How can I simplify this code to compute the shortest rotation between two angles?

Question

The following code will find the shortest rotation (in radians) (from pi to -pi) that I need to apply to from to leave me with to.

Scalar rotationBetween(Scalar from, Scalar to)
{
    Scalar fromMod = std::signbit(from) ? 
        pi * 2 + std::fmod(from, pi * 2) : std::fmod(from, pi * 2);
    Scalar toMod = std::signbit(to) ?
        pi * 2 + std::fmod(to, pi * 2) : std::fmod(to, pi * 2);

    Scalar rotation = toMod - fromMod;

    if(rotation > pi)
        return rotation - 2 * pi;
    else if(rotation < -pi)
        return 2 * pi + rotation;
    else
        return rotation;
}

Scalar is a c++ float.

Can I simplify this? I feel like this is far too much logic to do something so simple.

Answer 1

To get a value inside [-pi,pi], you can add pi, do fmod, and subtract pi again. Here is one way that works. Unfortunately you still need to somehow test whether from - to is positive or negative before calling fmod:

Scalar rotationBetween(Scalar from, Scalar to)
{
    return (from > to) ? -pi + std::fmod(from - to + pi, pi * 2)
                       :  pi - std::fmod(to - from + pi, pi * 2);
}

If you are absolutely sure that from and to are in [-2pi,2pi], then this simpler version will work:

Scalar rotationBetween(Scalar from, Scalar to)
{
    std::fmod(from - to + 5 * pi, pi * 2) - pi;
}

Finally, if you just want short code and don’t care about performance, this can be interesting:

Scalar rotationBetween(Scalar from, Scalar to)
{
    return 2 * std::atan(std::tan((from - to) / 2);
}

Answer 2

I think the following should do the trick.

(Edit: as pointed out in the comments, this gives the unsigned rotation).
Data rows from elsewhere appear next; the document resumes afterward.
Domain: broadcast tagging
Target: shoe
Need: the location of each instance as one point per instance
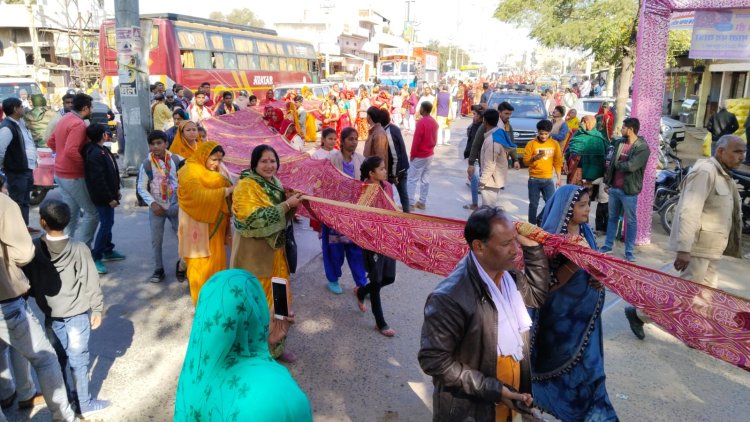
(180, 274)
(6, 403)
(334, 287)
(157, 276)
(387, 331)
(34, 401)
(113, 256)
(100, 267)
(636, 325)
(94, 407)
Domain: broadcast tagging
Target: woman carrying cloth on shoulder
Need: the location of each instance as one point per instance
(262, 211)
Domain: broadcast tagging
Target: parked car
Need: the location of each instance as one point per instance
(529, 110)
(672, 130)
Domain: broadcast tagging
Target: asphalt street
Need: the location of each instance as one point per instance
(352, 373)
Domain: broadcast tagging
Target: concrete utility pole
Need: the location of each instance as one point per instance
(132, 58)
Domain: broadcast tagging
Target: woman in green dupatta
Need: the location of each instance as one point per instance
(261, 212)
(228, 373)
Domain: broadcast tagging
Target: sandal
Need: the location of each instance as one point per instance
(387, 331)
(361, 305)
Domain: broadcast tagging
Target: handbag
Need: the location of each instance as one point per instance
(291, 249)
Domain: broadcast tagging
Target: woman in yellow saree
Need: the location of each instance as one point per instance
(186, 140)
(262, 212)
(202, 195)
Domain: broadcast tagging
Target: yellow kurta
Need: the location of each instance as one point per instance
(201, 196)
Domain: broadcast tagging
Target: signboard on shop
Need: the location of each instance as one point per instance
(721, 34)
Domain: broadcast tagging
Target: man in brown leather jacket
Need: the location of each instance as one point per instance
(476, 323)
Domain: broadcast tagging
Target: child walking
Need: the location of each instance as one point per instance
(103, 184)
(381, 270)
(70, 298)
(157, 186)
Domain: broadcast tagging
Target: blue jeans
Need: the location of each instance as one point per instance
(621, 204)
(539, 187)
(474, 183)
(70, 337)
(20, 329)
(334, 255)
(75, 194)
(157, 232)
(103, 242)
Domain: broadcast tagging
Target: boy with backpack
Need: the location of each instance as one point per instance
(65, 283)
(103, 185)
(157, 188)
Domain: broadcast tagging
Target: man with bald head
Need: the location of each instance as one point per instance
(590, 146)
(707, 221)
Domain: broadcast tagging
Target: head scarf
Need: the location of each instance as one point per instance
(180, 145)
(559, 210)
(228, 369)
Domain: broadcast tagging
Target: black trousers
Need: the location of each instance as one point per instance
(19, 189)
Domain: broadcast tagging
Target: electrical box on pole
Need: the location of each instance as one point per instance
(133, 38)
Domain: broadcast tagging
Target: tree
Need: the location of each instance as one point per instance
(605, 27)
(451, 52)
(242, 16)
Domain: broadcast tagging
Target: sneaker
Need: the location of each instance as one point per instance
(100, 267)
(93, 407)
(157, 276)
(113, 256)
(180, 274)
(335, 288)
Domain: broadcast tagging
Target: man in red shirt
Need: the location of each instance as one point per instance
(422, 150)
(67, 141)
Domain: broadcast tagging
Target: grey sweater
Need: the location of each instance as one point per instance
(79, 289)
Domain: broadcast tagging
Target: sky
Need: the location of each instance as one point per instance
(467, 23)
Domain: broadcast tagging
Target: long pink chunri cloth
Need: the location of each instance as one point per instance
(704, 318)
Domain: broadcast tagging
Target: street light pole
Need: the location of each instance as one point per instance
(132, 60)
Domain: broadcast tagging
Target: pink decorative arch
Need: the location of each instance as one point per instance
(648, 85)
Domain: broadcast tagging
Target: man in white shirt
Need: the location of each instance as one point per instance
(18, 155)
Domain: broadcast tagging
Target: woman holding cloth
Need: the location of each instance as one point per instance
(202, 194)
(567, 354)
(262, 211)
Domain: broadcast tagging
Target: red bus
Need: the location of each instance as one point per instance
(190, 51)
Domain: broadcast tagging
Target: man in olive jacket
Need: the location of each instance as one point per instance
(624, 178)
(464, 342)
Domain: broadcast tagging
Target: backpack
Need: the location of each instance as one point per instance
(150, 175)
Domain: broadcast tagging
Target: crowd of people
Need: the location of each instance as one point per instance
(495, 340)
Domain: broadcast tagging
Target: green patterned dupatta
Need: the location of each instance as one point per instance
(228, 373)
(265, 222)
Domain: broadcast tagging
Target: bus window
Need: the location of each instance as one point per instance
(203, 60)
(412, 67)
(230, 61)
(217, 41)
(243, 45)
(192, 39)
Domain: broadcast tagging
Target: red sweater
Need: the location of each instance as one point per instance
(66, 141)
(425, 138)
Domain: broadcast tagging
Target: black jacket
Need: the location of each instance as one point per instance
(102, 174)
(400, 151)
(459, 339)
(15, 156)
(722, 123)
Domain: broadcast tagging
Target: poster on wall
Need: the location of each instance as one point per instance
(721, 34)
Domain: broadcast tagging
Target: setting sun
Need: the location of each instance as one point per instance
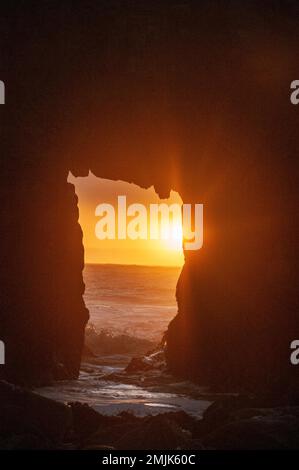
(166, 250)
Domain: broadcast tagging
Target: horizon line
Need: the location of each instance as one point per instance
(134, 264)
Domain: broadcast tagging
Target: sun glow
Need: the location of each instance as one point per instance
(166, 250)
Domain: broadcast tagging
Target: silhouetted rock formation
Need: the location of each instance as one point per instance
(193, 97)
(29, 421)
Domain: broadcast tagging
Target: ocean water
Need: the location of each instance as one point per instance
(133, 306)
(136, 300)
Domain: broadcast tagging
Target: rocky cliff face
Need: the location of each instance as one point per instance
(196, 101)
Scalar rotationBetween(Scalar from, Scalar to)
{
   //Calculates the two possibilities, and take the smallest
   Scalar difference = std::min(
      std::fmod(from - to, pi * 2),
      std::fmod(to - from, pi * 2)); 

   //takes the above that is in the range 0 to 2*pi 
   //and brings it in the range -pi to pi
   if (difference > pi) 
      difference -= 2 * pi;

   return difference;
}